Describe the GI anatomy of passerines.
Do they have a crop?
What is their ceca like?
Passeriformes (Songbirds, Perching Birds)
- Have a crop.
- Cecum is vestigial or absent in most.
Describe potential lesions of the avian oral cavity.
List differentials for these signs.
- Oral cavity – Hyperemia, increased mucus, caseous plaques, swollen salivary glands other lesions.
- CS – dysphagia, yawning, head shaking, food adherence to oral mucosa, exudate corners of mouth, extension of head if swallowing is painful.
- Ddx – Candidiasis, trichomonas, capillaria, pox, gram negative infections, Helicobacter, hypovit A, trauma, oral papillomas, neoplasia.
Describe potential clincial signs for a disease crop or esophagus in a bird.
What are some important differentials to consider?
- Crop and esophagus.
- CS – regurgitation, fluctuant crop, matted head feathers, sour breath odor, stasis of crop, decreased contractions, fistulas at thoracic inlet.
- Ddx – Gram neg infection, candidiasis, trichomoniasis, papillomatosis, thermal burns, trauma, GB, extraluminal obstruction, functional ileus, ingluvioliths
What are the associated clinical signs with a diseased proventriculus or ventriculus in a bird?

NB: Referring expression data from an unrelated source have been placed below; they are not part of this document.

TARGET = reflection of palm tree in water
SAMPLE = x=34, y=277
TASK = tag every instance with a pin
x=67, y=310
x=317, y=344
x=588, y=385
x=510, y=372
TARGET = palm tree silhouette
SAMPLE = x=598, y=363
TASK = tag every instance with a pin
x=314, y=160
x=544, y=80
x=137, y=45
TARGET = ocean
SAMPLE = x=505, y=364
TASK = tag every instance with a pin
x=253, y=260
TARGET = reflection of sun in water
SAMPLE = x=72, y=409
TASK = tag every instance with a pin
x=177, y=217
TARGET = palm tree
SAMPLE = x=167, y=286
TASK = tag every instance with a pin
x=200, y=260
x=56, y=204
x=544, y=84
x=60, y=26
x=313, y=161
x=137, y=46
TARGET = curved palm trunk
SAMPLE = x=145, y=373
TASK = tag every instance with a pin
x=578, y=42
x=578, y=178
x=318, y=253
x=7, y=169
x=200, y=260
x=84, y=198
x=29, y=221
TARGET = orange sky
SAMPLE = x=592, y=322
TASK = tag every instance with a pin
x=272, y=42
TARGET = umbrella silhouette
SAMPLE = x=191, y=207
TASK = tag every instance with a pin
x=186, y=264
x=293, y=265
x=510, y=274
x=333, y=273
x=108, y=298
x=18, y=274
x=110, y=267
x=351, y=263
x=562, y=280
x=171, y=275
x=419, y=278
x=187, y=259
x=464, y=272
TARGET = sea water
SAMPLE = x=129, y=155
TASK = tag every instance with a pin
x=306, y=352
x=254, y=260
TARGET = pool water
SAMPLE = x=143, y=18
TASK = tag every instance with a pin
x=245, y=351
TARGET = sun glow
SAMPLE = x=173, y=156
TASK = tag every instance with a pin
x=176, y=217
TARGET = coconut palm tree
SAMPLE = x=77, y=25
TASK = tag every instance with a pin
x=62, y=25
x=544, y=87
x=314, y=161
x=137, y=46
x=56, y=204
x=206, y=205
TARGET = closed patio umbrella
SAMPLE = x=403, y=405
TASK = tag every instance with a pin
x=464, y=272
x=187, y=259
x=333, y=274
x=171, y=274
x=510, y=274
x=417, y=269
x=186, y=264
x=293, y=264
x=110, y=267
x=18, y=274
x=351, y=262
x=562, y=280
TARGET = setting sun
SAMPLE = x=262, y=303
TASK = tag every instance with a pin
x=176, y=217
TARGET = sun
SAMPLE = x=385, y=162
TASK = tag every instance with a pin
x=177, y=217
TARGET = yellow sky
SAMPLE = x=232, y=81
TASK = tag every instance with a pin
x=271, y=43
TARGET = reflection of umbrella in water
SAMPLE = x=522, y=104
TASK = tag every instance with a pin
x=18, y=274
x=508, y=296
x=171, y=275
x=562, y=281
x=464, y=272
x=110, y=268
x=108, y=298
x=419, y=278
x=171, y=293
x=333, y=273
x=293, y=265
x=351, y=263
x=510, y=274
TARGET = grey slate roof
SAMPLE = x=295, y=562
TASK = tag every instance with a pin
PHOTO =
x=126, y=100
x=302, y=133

What are some important differentials to consider?
- Proventriculus and ventriculus.
- CS – vomiting, regurgitation, crop stasis, wt loss, passage of whole gains, diarrhea, melena.
- Ddx – PVDD, neoplasia, Macrorhabdus ornithogaster, mycobacteriosis, candidiasis, papillomatosis, foreign body, functional ileus i.e. sepsis, lead, gram neg infections, parasites i.e. capillaria.
What are some the expected clincial signs of intestinal disease in a bird?
What are some important differentials to consider?
What cecal diseases may affect birds?
- Intestinal disease.
- CS – diarrhea.
- Much less common than polyuria.
- Other CS include pasting around the vent, mucus-laden stools, melena, hematochezia, abdominal pain.
- Ddx – gram neg bacterial infections i.e. salmonella, clostridium, campylonbacter, chlamyophila, giardia, hexamita, coccidian, candidiasis, mycobacteriosis, intussusception, ileus
- CS – diarrhea.
- Cecal coccidian, cecal worm i.e. Heterakis gallinarum
What are common clinical signs associated with cloacal disease in birds?
How shoudl the normal cloacal mucosa look?
What are some important differentials to consider?
- Cloaca.
- CS – tenesmus, frank blood in or on droppings, strong fecal odor, tissue protrusion, infertility.
- Normal mucosa should be smooth, longitudinal folds around the orifice known as columns.
- Ddx – cloacal papillomas, cloacal prolapse, cloacalithiasis, cloacitis (gm neg, anaerobes), paresis (neuro).